8. A fault diagnosis system for a solid-state drive controller chip, used to implement the method as described in any one of claims 1-7, characterized in that, include: The dynamic feature extraction module is used to collect the operation logs, latency distribution data and multi-source information of the solid-state drive controller chip, process the operation logs, latency distribution data and multi-source information using time series analysis methods, generate a time series dataset, and obtain dynamic change features based on the time series dataset; The health mode association module is used to determine the association mode of the health status of the solid-state drive controller chip based on the dynamic change characteristics and in combination with a clustering algorithm.

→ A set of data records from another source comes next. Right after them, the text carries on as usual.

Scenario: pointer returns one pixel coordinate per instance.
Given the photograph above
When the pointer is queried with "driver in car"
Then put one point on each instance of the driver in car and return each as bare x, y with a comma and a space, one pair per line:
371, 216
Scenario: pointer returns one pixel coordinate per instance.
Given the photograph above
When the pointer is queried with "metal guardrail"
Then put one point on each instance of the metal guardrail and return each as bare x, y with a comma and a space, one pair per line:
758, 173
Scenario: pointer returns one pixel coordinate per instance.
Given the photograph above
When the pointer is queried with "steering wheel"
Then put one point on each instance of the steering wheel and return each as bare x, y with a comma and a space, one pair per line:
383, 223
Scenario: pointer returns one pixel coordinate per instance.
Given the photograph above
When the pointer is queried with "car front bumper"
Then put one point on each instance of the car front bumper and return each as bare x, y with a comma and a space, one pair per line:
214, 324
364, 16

The evaluation standard adjustment module is used to adjust the evaluation standard by integrating multi-source information from the solid-state drive controller chip if the latency fluctuation shown by the correlation mode exceeds a preset fluctuation threshold, thereby identifying potential abnormal fluctuations. The early warning model construction module is used to integrate the potential abnormal fluctuations and operation logs using a decision tree algorithm to obtain early warning indicators, and to construct an adaptive model for complex fault scenarios based on the early warning indicators to determine the update path of the diagnostic strategy. The high-load fault location module is used to filter normal fluctuations in operating data using an anomaly detection mechanism to obtain fault location if the update path involves a high-load operating environment. The overall risk assessment module is used to classify and integrate multi-source information related to the fault location according to the data source, assess the overall risk level of the system performance where the solid-state drive controller chip is located, and generate a health status report.
9. A fault diagnosis device for solid-state drive controller chips, characterized in that, The device includes: a memory and at least one processor, wherein the memory stores instructions; The processor invokes the instructions in the memory to cause the fault diagnosis device for a solid-state drive controller chip to perform a fault diagnosis method for a solid-state drive controller chip as described in any one of claims 1-7.